Maybe “rides” would be a better choice? That’s the term the Chicago Transit Authority, for instance, straightforwardly uses on its “CTA Facts at a Glance” page: “On an average weekday, 1.6 million rides are taken on CTA.” Some would quibble over the passive voice (“are taken”) but at least the agency isn’t claiming more riders than Illinois has people.

The airline industry uses this oddly expansive terminology, too. I’ve just checked an online list of the largest airlines in North America in terms of “enplaned passengers, fleet size and number of destinations.” The number for Delta Airlines, for instance, for this year to date comes out to nearly 125 million, or about 40 per cent of the whole US population.

The reality, though, is that 125 million “enplaned passengers” by and large means 62.5 million people flying somewhere, and then getting “enplaned” again for a return trip. Each traveller counts as two “passengers” in this counting regime. And a disproportionate share of the trips are taken by a handful of road warriors.

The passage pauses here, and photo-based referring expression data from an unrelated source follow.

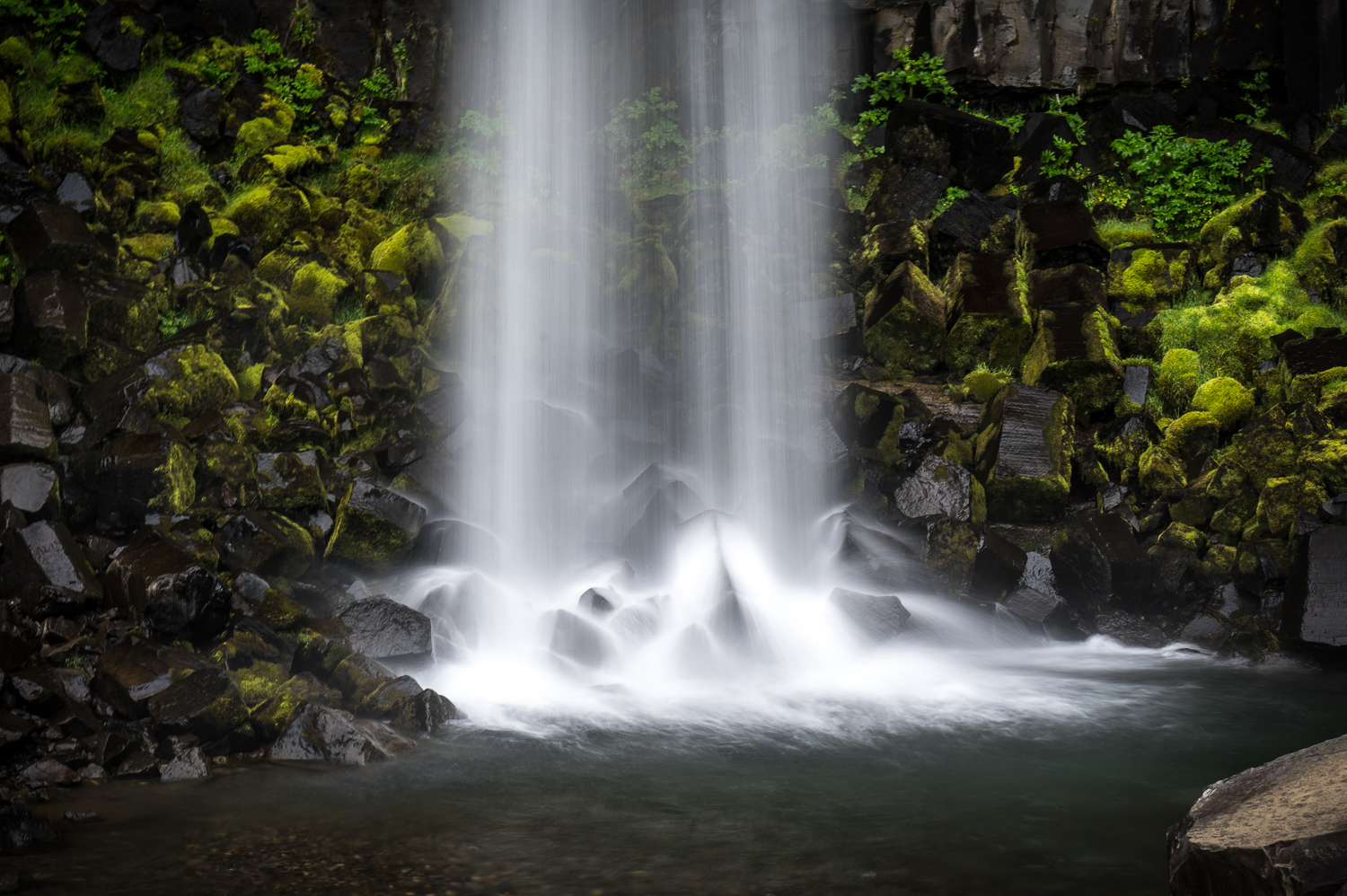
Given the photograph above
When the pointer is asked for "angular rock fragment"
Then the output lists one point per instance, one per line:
(1273, 829)
(1024, 456)
(1096, 557)
(382, 628)
(878, 618)
(374, 527)
(973, 153)
(51, 237)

To refer to the aircraft themselves, the aviation industry uses the understated term “movement” to refer to either a takeoff or a landing. Each flight thus consists of two “movements,” like some sort of not-quite-traditional symphony, maybe with a molto agitato thrown in if you get caught in turbulence midflight, or an unplanned adagio when the aircraft gets caught up in a late afternoon pileup and it circles in a holding pattern for a while before landing. But why don’t they just call them “flights”?

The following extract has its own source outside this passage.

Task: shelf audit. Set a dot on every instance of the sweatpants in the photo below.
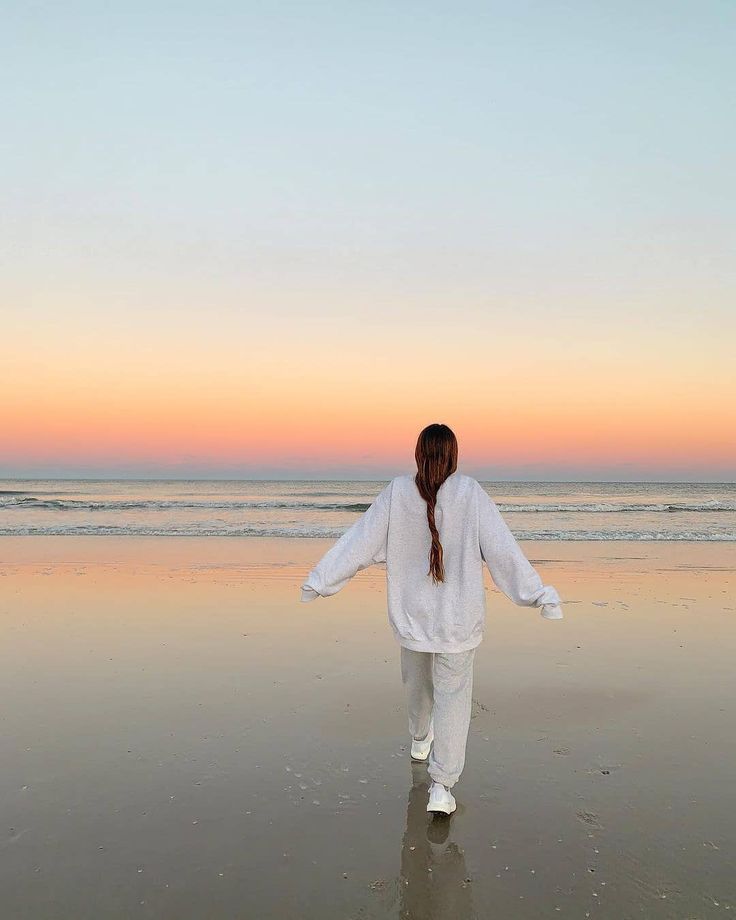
(439, 687)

The concept causing trouble here is the compound measure: A measurement made up of two other measures. Speed, for instance, is a compound of distance over time, often expressed as miles per hour. Density is a compound of mass divided by volume.

The foot-pound (a measurement of work, equal to a force of one pound moving through a distance of one foot) and its more poetic cousin, the foot-candle (“A unit of measure of the intensity of light falling on a surface,” as the American Heritage Dictionary explains) are other examples. “Man-hour” is another, albeit a bit out of fashion.

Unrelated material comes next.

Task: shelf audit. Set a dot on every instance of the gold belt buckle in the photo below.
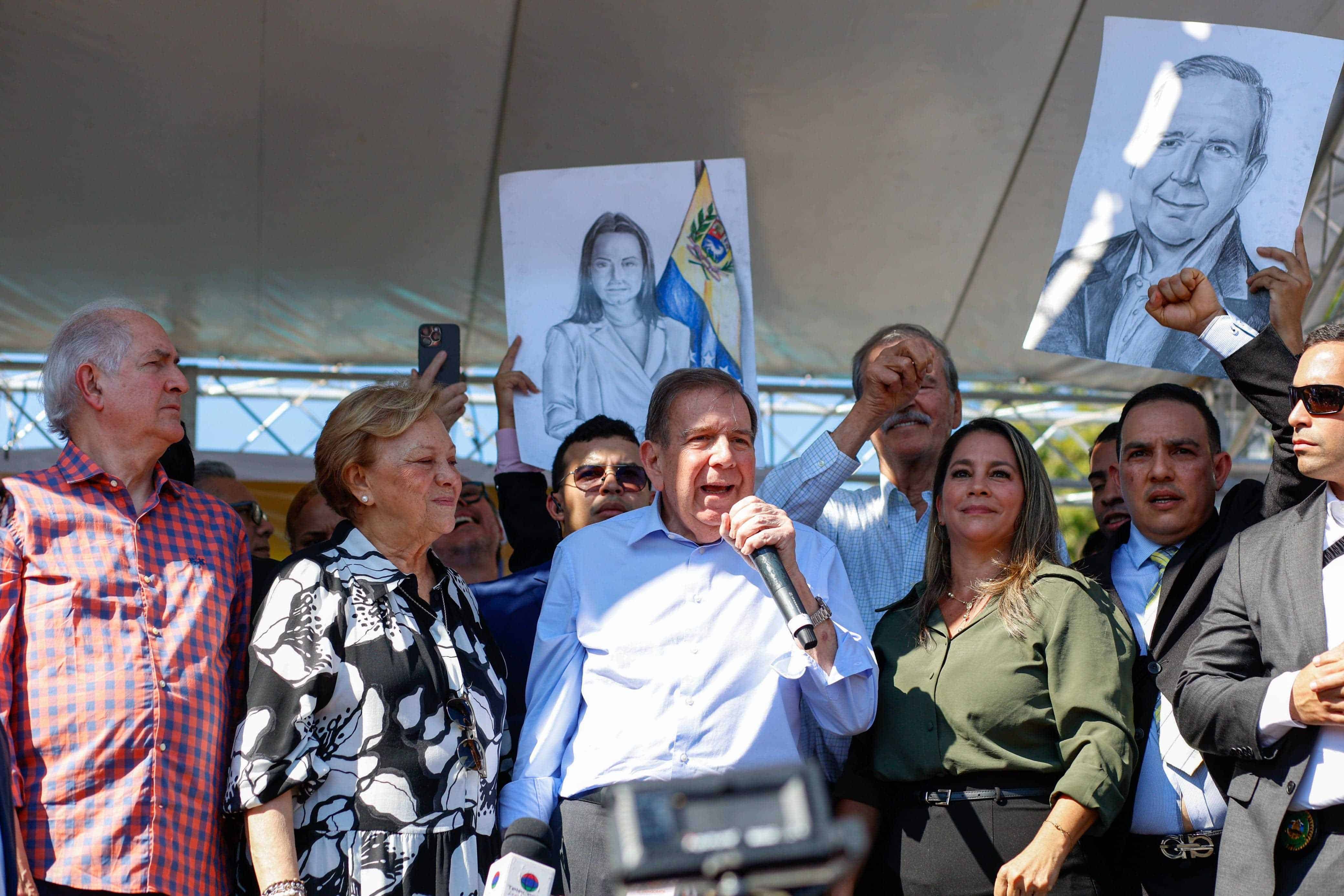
(1187, 847)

Fast food is another realm in which the casual use of compound measures produces some arguably misleading statistics. What we might call a “customer visit” — one customer visiting a restaurant one time — morphs into simply “a customer”. That, I thought, may be how McDonald’s gets to “billions and billions served.”

From a blog called “Over How Many Billion Served?” I have gained some new insight, however: “It is a common misconception that the signs referred to customers served ... McDonald’s has also stated many times that the number was meant to refer to hamburger patties and not customers”. The “real number” posted on the blog, which hasn’t been updated for a few years, was 247 billion in April 2010. The blogger also cited McDonald’s in adding that having the patty as the unit of measure, rather than the complete sandwich, means that each Big Mac counts as two.

I suppose that makes each of these sandwiches a meal in two “movements”.